Aroldis Chapman jogged out to “Wake Up” by Rage Against the Machine, posed with his World Series ring, hugged and high fived his former teammates and, briefly, wore a Cubs cap in his first trip back to Chicago since last November. 

Cubs catcher Miguel Montero laughed as he placed a blue Cubs hat on Chapman during a pregame ceremony honoring the flamethrowing closer who appeared in 13 postseason games last year. Chapman, wearing a New York Yankees hoodie, was all smiles as he quickly removed the cap and continued down the Cubs’ receiving line. 

“He laid it all on the line for us, he gave it everything he had from the second he got here until that last out of the World Series,” first baseman Anthony Rizzo said. “What a big part of our success and our run. Without him on our roster last year, we’re not winning the World Series.”

Chapman signed a five-year, $86 million contract last winter to return to the Yankees, and through an interpreter referenced the "rocky start" he had in Chicago, after the inevitable questions arose about his 30-game suspension under Major League Baseball's domestic violence policy to begin last season. But Chapman said overall he had a “beautiful experience” during his three months with the Cubs. 

“I wasn’t here for very long, but the time that I was here, it was a blast,” Chapman said. “I had a really great time here, I met some really great guys here and to win a championship, that means a lot.”

Chapman recorded the final five outs of Game 6 of the National League Championship Series, sending the Cubs to their first World Series in 71 years. A week and a half later, he gave up that dramatic home run to Rajai Davis that tied Game 7 of the World Series, a game that he now can look back on a little more whimsically than in the immediate aftermath of it. 

“It was one of the better games I’ve ever been a part of,” Chapman said. 

Chapman reminded Friday's crowd 40.395 of why the Cubs paid such a high price to acquire him before last year's trade deadline, with the 29-year-old recording the save after Brett Gardner's dramatic go-ahead home run in the top of the ninth.
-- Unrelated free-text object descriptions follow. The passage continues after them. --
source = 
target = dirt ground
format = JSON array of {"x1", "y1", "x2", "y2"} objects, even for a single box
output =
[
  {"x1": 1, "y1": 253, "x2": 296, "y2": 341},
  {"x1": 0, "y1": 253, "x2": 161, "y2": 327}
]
Chapman pitched over Chase Headley's error, which allowed Addison Russell to reach second to begin the ninth, by sandwiching strikeouts of Jason Heyward and Javier Baez around a Willson Contreras groundout. 
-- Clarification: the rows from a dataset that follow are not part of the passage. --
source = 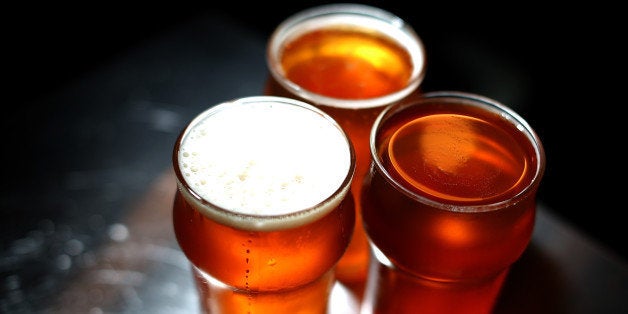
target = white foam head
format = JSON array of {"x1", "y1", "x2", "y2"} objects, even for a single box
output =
[{"x1": 175, "y1": 96, "x2": 354, "y2": 230}]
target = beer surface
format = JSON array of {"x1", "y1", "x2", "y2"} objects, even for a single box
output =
[
  {"x1": 388, "y1": 113, "x2": 530, "y2": 203},
  {"x1": 177, "y1": 100, "x2": 351, "y2": 226},
  {"x1": 280, "y1": 27, "x2": 413, "y2": 99}
]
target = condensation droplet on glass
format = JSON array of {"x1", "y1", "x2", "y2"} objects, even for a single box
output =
[
  {"x1": 56, "y1": 254, "x2": 72, "y2": 270},
  {"x1": 108, "y1": 223, "x2": 129, "y2": 242},
  {"x1": 89, "y1": 307, "x2": 104, "y2": 314},
  {"x1": 65, "y1": 239, "x2": 85, "y2": 256}
]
The Cubs didn't consider having Heyward bunt -- "I challenge anybody in this room to go up there and attempt, especially if you’re left on left, to bunt a baseball against him," Maddon said to the assembled media after the game -- and Baez was victimized by a perfectly-timed pitch sequence: slider (strike looking), slider (strike looking), fastball (strike swinging). 

It was innings like the one Chapman had Friday that were why the Cubs feel he was such a necessary part of their success in 2016. 

“Not to denigrate anybody that was here, but he was one of the most important things we had last year,” manager Joe Maddon said. “Toward the last part of the season when we got him and what he did in the playoffs and the World Series is pretty much difficult to re-create. I said it before, we could not have done it without him.”